When you know your task and the features, you can train a classifier. If you use kNN and cross-validation to find the best k, you should split you dataset in train/testing and then split the training set in train/validate sets. You then train using the reduced training set and use the validation set to decide which k is the best. In the case of binary classification e.g face vs non-face the error rate is often used as a measure of performance.
Finally you use the parameters to train the classifier on the full dataset and estimate its performance on the test set.
A classification example: With or without milk?
As a full example, consider images of a cup of coffee taken from above so it shows the rim of the cup surrounding a brownly colored disk. Further assume that all images are scaled and cropped so the diameter of the disk is the same and dimensions of the image are the same. To simplify the task, we convert the color image to grayscale and scale the pixel intensities to the range [0,1].
We want to train a classifier so it can distinguish coffee with milk from coffee without milk. From inspection of histograms of some of the coffee images, we see that each image has two "bumps" in the histogram that are clearly separated. We believe that these bumps correspond to foreground (coffee) and background. Now we make the hypothesis that the average intensity of the foreground can be used to distinguish between coffee+milk/coffee.
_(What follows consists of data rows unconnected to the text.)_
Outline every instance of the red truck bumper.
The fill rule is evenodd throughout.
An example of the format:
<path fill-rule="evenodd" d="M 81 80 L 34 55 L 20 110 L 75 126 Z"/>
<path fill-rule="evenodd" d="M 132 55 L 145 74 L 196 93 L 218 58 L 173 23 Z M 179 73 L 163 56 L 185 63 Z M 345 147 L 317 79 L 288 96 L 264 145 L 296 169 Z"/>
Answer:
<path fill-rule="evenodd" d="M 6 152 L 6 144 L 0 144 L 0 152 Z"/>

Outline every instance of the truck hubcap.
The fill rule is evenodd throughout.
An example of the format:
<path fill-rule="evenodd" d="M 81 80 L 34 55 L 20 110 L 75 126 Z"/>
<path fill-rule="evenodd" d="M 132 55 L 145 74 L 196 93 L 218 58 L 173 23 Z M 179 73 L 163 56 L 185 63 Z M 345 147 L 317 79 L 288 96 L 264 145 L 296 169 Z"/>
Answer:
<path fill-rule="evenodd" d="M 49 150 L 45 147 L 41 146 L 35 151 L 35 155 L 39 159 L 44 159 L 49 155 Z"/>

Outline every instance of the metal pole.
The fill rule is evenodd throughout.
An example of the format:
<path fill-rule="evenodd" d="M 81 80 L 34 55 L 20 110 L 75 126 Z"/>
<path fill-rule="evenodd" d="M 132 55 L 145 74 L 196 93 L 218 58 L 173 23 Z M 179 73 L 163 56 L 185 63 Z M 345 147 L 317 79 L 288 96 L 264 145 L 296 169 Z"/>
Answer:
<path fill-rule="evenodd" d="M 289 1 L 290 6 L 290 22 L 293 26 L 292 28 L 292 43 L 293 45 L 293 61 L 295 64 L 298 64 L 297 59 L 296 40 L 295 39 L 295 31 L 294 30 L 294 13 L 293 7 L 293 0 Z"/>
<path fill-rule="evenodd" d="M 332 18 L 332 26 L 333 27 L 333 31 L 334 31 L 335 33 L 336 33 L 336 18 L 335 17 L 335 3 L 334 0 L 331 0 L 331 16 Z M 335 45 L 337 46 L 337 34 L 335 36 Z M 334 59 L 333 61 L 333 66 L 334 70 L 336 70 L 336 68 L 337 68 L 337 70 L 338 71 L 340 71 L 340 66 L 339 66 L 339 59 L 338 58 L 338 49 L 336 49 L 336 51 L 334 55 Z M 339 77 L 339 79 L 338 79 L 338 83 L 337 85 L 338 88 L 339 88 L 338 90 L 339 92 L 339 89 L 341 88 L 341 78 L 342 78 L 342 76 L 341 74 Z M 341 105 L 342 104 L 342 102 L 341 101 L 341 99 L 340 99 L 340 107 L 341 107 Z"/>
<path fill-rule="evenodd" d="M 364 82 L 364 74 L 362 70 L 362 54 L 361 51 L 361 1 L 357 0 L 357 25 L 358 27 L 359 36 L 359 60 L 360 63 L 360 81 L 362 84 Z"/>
To find the foreground pixels we observe that because the foreground/background ratio is the same (by design) we can just find the intensity value that gives us that ratio for each image. Then we calculate the average intensity of the foreground pixels and use this value as a feature for each image.
If we have N images that we have manually labeled, we split this into training and test set. We then calculate the average foreground intensity for each image in the training set, giving us a set of (average foreground intensity, label) values. We want to use kNN where an image is assigned the same class as the majority class of the k closest images. We measure the distance as the absolute value of the difference in average foreground pixel intensity.
We search for the optimal k with cross validation. We use 2-fold cross validation (aka holdout) to find the best k. We test k = {1,3,5} and select the k that gives the least prediction error on the validation set.